Blaming Youth

Elizabeth S. Scott, Columbia Law School

Abstract

This essay addresses how law makers should think about developmental immaturity in assigning criminal punishment to young offenders. This issue has received little attention in policy debates or in the academic literature, in part because young offenders traditionally have been dealt with in a separate system that held to the view that their disposition was not governed by the criminal law. In the past generation, this model of juvenile of juvenile justice has become obsolete, and, under recent reforms, youths are increasingly tried and punished as adults. These policy changes have proceeded with little attention to the conventional limits on punishment under the criminal law. Our goal is to fill this conceptual void by analyzing the culpability of young offenders within the broader framework of criminal law doctrine and theory.

The essay uses the tools of developmental psychology to examine dimensions of adolescence that distinguish this group of offenders from their adult counterparts in ways that are important to criminal culpability. First, the scientific evidence indicates that teens are simply less competent decision-makers than adults, largely because typical features of adolescent psycho-social development contribute to immature judgment. Second, adolescence is a developmental period in which personal identity and character are in flux and begin to take shape through a process of exploration and experimentation.
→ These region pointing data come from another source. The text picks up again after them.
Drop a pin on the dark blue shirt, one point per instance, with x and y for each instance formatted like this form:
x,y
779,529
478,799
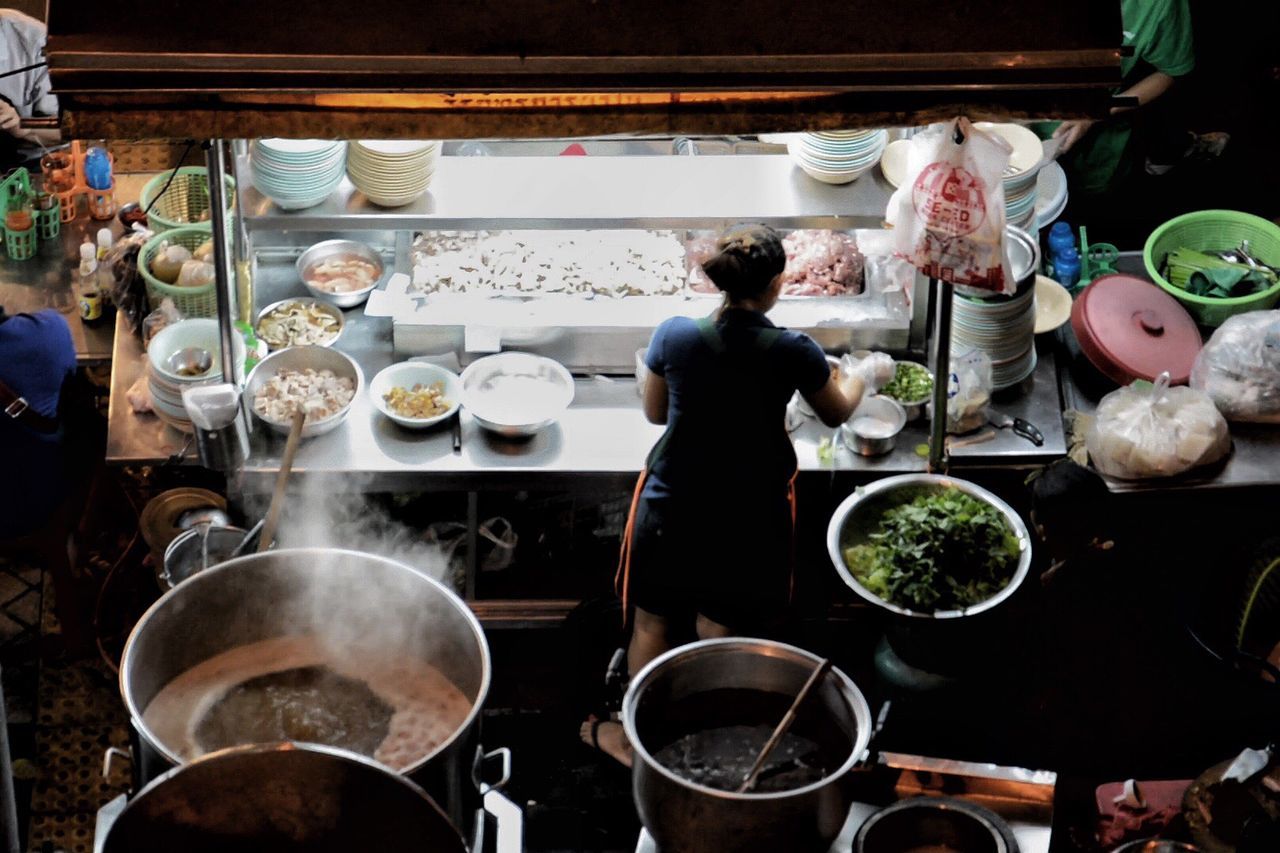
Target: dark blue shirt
x,y
728,387
36,357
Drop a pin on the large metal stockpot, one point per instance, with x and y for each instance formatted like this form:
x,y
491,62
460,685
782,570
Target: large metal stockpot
x,y
662,705
355,600
284,798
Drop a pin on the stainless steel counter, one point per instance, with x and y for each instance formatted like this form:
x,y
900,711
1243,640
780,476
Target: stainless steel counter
x,y
595,192
48,279
603,433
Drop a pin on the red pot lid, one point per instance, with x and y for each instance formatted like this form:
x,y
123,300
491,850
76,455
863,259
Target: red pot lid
x,y
1132,329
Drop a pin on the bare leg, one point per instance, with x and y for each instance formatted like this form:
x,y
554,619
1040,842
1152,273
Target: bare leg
x,y
708,629
649,638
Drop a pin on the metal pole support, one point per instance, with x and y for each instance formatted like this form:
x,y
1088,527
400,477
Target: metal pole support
x,y
942,296
225,281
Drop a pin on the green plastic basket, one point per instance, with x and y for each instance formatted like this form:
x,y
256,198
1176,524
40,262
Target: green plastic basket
x,y
19,245
1215,231
191,301
184,203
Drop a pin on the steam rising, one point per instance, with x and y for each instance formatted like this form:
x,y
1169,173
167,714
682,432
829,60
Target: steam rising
x,y
328,512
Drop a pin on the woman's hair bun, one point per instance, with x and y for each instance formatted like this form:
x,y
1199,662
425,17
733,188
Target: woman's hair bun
x,y
746,260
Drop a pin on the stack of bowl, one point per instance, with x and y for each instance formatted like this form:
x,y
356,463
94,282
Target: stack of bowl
x,y
297,173
1022,173
1004,327
184,355
392,172
837,156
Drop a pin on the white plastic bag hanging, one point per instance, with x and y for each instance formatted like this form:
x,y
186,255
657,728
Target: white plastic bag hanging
x,y
949,214
1147,430
1239,368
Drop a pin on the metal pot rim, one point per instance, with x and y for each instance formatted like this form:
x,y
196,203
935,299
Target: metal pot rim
x,y
233,565
856,702
981,815
862,493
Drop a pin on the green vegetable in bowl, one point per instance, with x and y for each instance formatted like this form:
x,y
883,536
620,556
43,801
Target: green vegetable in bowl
x,y
910,383
941,551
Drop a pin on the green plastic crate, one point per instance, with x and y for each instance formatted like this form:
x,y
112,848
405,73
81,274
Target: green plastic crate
x,y
1215,231
183,203
191,301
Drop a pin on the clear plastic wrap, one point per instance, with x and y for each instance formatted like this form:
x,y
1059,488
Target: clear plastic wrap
x,y
1148,430
949,214
1239,368
968,392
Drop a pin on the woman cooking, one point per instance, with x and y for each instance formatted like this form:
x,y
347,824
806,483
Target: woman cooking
x,y
708,541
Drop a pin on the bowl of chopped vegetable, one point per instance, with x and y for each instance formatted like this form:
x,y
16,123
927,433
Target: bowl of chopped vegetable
x,y
912,387
416,395
929,547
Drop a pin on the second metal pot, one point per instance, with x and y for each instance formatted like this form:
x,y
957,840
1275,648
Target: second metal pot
x,y
663,705
286,592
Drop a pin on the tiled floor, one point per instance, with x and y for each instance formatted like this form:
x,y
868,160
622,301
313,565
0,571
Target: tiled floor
x,y
63,715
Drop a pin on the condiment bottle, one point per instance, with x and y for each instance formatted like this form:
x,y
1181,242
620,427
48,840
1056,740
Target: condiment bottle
x,y
104,242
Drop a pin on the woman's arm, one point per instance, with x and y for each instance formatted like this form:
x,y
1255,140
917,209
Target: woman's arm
x,y
836,400
656,398
1146,90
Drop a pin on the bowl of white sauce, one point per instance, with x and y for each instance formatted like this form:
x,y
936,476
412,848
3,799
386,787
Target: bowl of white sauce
x,y
516,393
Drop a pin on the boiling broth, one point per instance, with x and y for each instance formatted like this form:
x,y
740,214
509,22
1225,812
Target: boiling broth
x,y
722,757
311,705
295,688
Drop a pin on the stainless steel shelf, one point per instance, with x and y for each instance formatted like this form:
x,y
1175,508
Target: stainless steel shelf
x,y
594,192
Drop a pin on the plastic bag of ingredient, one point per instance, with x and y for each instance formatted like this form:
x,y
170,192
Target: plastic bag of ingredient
x,y
1239,368
876,369
1147,430
949,214
968,392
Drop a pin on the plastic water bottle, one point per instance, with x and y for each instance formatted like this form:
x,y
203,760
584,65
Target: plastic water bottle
x,y
1060,237
1066,268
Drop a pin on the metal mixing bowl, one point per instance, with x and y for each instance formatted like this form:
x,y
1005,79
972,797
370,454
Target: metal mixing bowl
x,y
485,393
330,249
881,409
300,359
859,515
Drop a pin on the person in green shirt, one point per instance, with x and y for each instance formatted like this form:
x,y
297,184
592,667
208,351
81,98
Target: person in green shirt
x,y
1098,154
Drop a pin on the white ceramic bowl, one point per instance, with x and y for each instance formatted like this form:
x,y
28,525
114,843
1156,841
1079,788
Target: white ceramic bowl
x,y
516,393
407,374
301,359
202,333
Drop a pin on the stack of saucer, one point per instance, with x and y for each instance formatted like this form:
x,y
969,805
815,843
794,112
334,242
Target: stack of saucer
x,y
1004,327
837,156
297,173
1020,176
392,172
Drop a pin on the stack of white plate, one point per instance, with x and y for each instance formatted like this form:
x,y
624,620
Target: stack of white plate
x,y
1004,327
837,156
297,173
392,172
167,384
1024,165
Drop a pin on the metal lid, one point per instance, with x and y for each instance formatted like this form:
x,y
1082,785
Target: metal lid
x,y
1132,329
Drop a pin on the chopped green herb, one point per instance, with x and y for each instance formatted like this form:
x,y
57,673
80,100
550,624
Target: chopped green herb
x,y
942,551
910,383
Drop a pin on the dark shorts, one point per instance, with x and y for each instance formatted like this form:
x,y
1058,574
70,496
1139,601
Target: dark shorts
x,y
732,568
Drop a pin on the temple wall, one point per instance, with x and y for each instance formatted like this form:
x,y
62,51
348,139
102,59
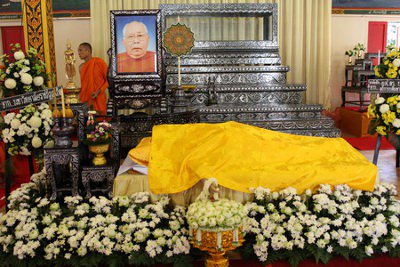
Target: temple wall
x,y
347,31
76,30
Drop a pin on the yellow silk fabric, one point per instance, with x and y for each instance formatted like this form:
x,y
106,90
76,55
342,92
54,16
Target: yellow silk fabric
x,y
243,157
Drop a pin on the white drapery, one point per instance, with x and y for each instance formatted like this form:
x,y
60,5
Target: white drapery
x,y
304,36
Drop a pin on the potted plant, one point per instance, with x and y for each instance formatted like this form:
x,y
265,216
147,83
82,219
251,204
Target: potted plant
x,y
98,138
349,53
359,47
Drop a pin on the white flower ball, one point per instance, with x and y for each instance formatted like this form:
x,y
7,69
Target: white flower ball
x,y
38,81
26,78
19,55
379,100
396,123
36,142
49,144
35,122
10,83
15,123
384,108
396,62
47,113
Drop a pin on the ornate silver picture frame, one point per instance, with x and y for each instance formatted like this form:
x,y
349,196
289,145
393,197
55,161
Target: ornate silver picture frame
x,y
136,45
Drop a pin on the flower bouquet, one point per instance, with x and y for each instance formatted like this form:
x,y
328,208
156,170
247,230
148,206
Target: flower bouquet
x,y
389,67
385,116
359,47
215,225
349,53
98,138
29,130
23,73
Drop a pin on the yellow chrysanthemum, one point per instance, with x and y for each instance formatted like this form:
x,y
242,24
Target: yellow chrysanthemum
x,y
377,74
381,130
392,100
392,54
388,117
391,73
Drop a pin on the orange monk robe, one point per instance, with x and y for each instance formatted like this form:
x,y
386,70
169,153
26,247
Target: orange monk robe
x,y
143,64
94,77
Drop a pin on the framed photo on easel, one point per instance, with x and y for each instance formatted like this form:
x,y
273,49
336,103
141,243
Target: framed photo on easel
x,y
136,45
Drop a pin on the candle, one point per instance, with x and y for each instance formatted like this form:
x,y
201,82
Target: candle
x,y
179,71
62,103
379,57
55,97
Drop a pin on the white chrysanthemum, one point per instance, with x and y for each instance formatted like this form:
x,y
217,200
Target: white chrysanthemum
x,y
38,81
19,55
35,122
47,113
49,144
396,62
36,142
384,108
10,83
26,78
379,100
15,123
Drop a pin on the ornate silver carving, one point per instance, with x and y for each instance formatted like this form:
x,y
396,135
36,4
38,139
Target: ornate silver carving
x,y
228,78
64,156
137,88
98,174
227,9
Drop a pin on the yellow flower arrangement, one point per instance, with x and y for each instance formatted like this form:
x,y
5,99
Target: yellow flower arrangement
x,y
389,67
385,114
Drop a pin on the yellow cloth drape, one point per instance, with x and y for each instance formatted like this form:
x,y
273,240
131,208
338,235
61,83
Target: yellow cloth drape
x,y
304,36
243,157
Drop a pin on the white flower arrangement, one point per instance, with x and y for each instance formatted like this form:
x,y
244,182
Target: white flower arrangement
x,y
139,231
28,130
23,72
342,221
Youthful involvement in crime is often a part of this process, and, as such, it reflects the values and preferences of a transitory stage, rather than those of an individual with a settled identity. Most young law violators do not become adult criminals, because their youthful choices are shaped by factors and processes that are peculiar to (and characteristic of) adolescence.

Because these developmental factors influence their criminal choices, young wrongdoers are less blameworthy than adults under conventional criminal law conceptions of mitigation. Contemporary theorists debate whether the source of criminal responsibility – and the basis for excuse and mitigation – ultimately derives from the actor's choice or his character. Choice theorists measure criminal blameworthiness by focusing on the actor's capacity for rational choice and opportunity to conform to the law. Character theorists argue that culpability is reduced when the actor can negate the inference that his act derived from bad character. Our analysis demonstrates that a model of juvenile justice that acknowledges the immature judgment and unformed character of young actors fits comfortably within both of these frameworks.

The mitigation-based model is also consistent with criminal law doctrine and practice. Excuse and mitigation are available to two kinds of wrongdoers: those who are very different from ordinary people (because of endogenous incapacity such as mental disorder), and those who are ordinary people whose acts were responses to extraordinary circumstances or were aberrant in light of their past reputations and conduct. We argue that young offenders in a real sense belong in both groups. Adolescent decision-making capacity is diminished as compared to adults due to psycho-social immaturity. At the same time, the scientific evidence supports that most young law breakers are quite different from typical criminals in that normal developmental forces, and not defective character, drive their criminal conduct.